I recently read an article in one of the blogs I follow: The View From My Tiny Window. The article discussed a variety of views of government and ways in which it works (or doesn’t). It prompted this response from me and I decided to share it with you.

Finally, someone has dared to say we are not ready for universal health care! That on the “front end” we do everything to kill ourselves with excesses in food, self-indulgence and laziness, and then expect the government to take care of our illnesses is just another form of “not in my back yard-ism.” By that I mean we want to do whatever we want to do whenever we want to do it and we want government to stay out of our lives. Then when we get into trouble we want the government to take care of us without our need to make any changes in our behavior.
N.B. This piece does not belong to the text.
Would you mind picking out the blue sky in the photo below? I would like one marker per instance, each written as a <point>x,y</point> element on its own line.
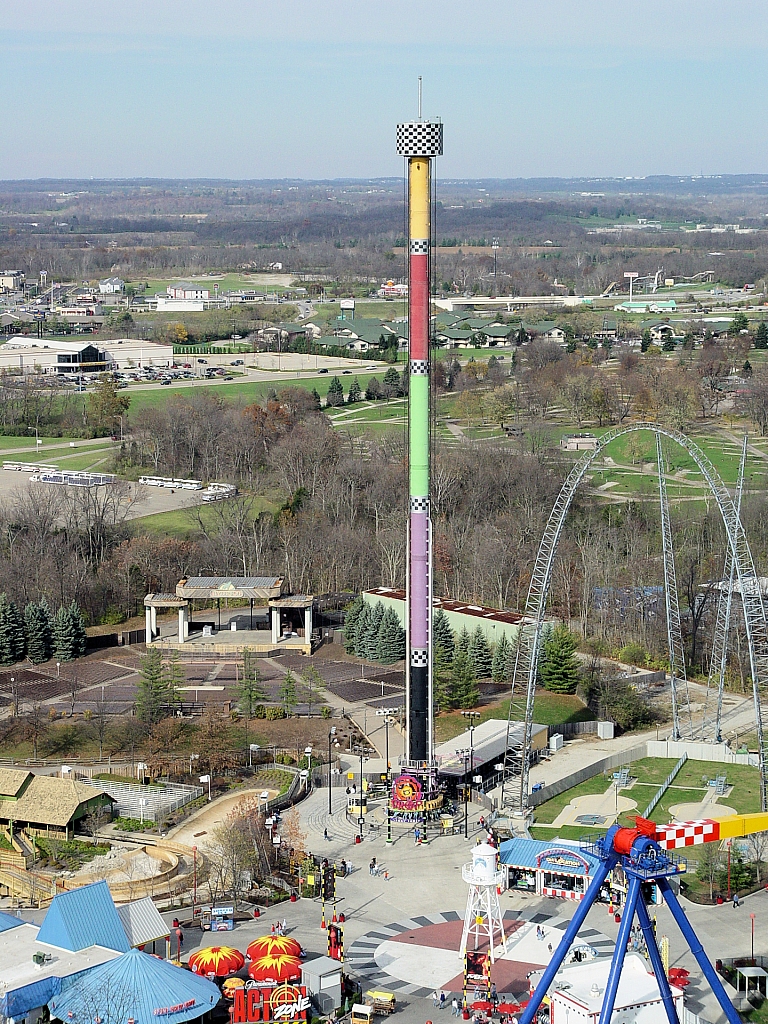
<point>312,88</point>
How to find the balance between individual responsibility and assistance from our “groups” (family, local, regional, national government) will ultimately rely on our development of efficient systems and cooperation among the various entities, rather than fortress building and competitive power bases. Finally, I have to take care of myself and form bonds within my closest group, usually the family, so that we are able to care for each other. This then extends, where necessary to the next level of groups. Were this plan executed responsibly there would be a much smaller government, integrated and focused more specifically. The highest level would only do what those beneath it could not do.

Yes, I am aware that this is a more Libertarian approach, which goes to show you that there is some good in all political ideologies.

And Then There Is Star Trek!

I am a sci-fi fan so it was important for me to get out and go see the latest version of going where no man has gone before! I haven’t been out to a movie for at least two years. I am patient. I wait for the movie to show up on television.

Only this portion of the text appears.